Monteverdi’s last and greatest secular masterpiece, L’Incoronazione di Poppea, is an opera we get far too few chances to see. The last time it was performed on stage in London was in the largely brilliant ENO production of 2000, which has never been revived. That does have the consequence, however, that one is always pleasurably shocked by it anew, and though the Zurich Opera’s one-night stand at the Royal Festival Hall was only a partly acted concert performance, the impact was undimmed.
Nikolaus Harnoncourt brought with him the Orchestra La Scintilla of Zurich Opera, around 30 players of authentic instruments, and a starry cast, the most surprising feature of which was possibly the tenor casting of Nerone, whom we are used to hear sung by a counter-tenor or a mezzo, even, in the case of Harnoncourt’s first recording, by a soprano. Considerations of authenticity aside, the higher voice has the sovereign advantage of making the outrageous love duets still more sensuous by having a lot of singing in thirds, with almost Straussian effects of lushness. Still, with the casting we had at the Festival Hall, I wouldn’t want to complain.
Harnoncourt’s versions of the score have varied a good deal over the decades, as they are perfectly entitled to do. Mainly, he is still austere, with a limited range of colour, and that only employed sparingly. He seems above all concerned with the clearest and most forceful enunciation of the text, and the only case of vocal occlusion was in the Prologue, when the Tadzio-like Amore of Tino Canziani, a member of the Zurich Boys’ Choir, was momentarily swamped.
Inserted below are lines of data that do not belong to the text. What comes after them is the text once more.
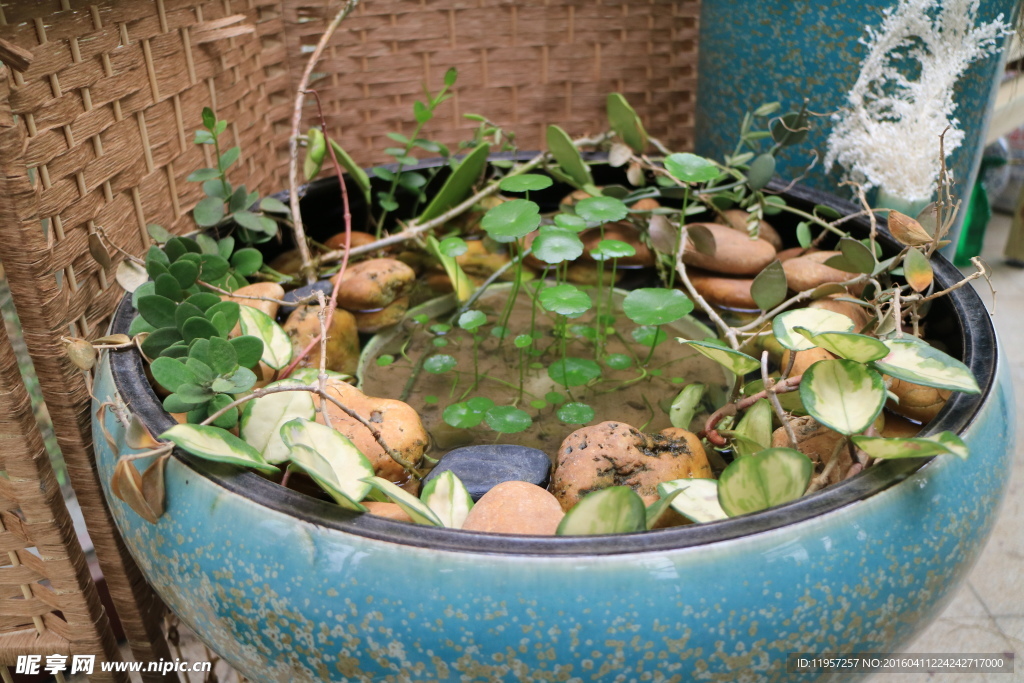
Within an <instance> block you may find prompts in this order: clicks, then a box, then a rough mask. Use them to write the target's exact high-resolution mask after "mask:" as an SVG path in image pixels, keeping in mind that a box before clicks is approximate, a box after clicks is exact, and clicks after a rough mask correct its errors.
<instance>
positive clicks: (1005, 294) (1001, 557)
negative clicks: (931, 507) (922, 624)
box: [871, 214, 1024, 683]
mask: <svg viewBox="0 0 1024 683" xmlns="http://www.w3.org/2000/svg"><path fill="white" fill-rule="evenodd" d="M1010 223H1011V220H1010V217H1009V216H1005V215H1001V214H997V215H996V216H994V217H993V219H992V222H991V223H990V224H989V227H988V230H987V231H986V234H985V248H984V251H983V253H982V258H983V259H984V260H985V262H986V263H987V264H988V266H989V267H990V268H991V271H992V285H993V287H994V288H995V290H996V297H995V303H996V305H995V328H996V330H997V331H998V334H999V338H1000V340H1001V341H1002V342H1004V343H1006V342H1007V341H1008V340H1020V339H1021V338H1022V334H1024V268H1015V267H1013V266H1010V265H1007V264H1006V261H1005V259H1004V258H1002V247H1004V244H1005V243H1006V239H1007V234H1008V233H1009V230H1010ZM978 289H979V291H980V292H981V294H982V297H984V298H985V301H986V302H989V304H990V303H991V301H992V297H991V294H990V292H989V290H988V287H987V285H985V284H984V283H983V282H982V283H981V284H980V285H979V287H978ZM989 307H990V309H991V305H990V306H989ZM1010 365H1011V370H1012V373H1013V378H1014V385H1015V387H1017V425H1018V427H1017V428H1018V433H1019V434H1021V435H1024V353H1020V352H1017V353H1012V354H1010ZM1021 451H1022V449H1021V447H1019V449H1018V451H1017V457H1016V460H1015V461H1014V467H1013V471H1012V472H1011V478H1010V488H1009V492H1008V494H1007V500H1006V502H1005V503H1004V506H1002V510H1001V512H1000V514H999V518H998V520H997V521H996V523H995V529H994V531H993V532H992V536H991V538H990V539H989V541H988V545H987V546H986V547H985V551H984V553H983V554H982V556H981V559H979V560H978V564H977V566H976V567H975V568H974V570H973V571H972V572H971V575H970V577H969V578H968V581H967V583H966V584H965V585H964V586H963V587H962V588H961V590H959V592H958V593H957V594H956V597H955V598H954V599H953V601H952V603H951V604H950V605H949V607H948V608H946V610H945V612H943V614H942V616H941V617H939V620H938V621H937V622H935V624H933V625H932V627H931V628H929V629H928V630H927V631H926V632H925V633H924V634H922V635H921V636H920V637H919V638H918V639H916V640H915V641H914V642H913V643H912V644H911V645H910V646H909V647H908V648H907V649H906V651H907V652H948V653H968V652H1015V653H1016V655H1017V661H1016V667H1015V669H1016V672H1015V673H1014V674H1009V675H1008V674H987V675H986V674H961V675H954V674H888V675H882V674H880V675H876V676H874V677H873V678H872V679H871V680H872V682H873V683H886V682H887V681H893V682H895V681H896V680H899V683H925V682H928V683H984V682H989V681H990V682H991V683H1010V681H1024V456H1022V455H1021ZM897 677H898V679H897Z"/></svg>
Later on, when he came back (the only goddess to put in a second appearance, which has always seemed to me a rather casual handling of them by the otherwise brilliant librettist Busenello) to prevent the murder of Poppea by her rejected suitor Ottone, he was far more impressive, as (s)he needs to be: this is the point in the action where gods can’t be seen as only metaphors for human drives.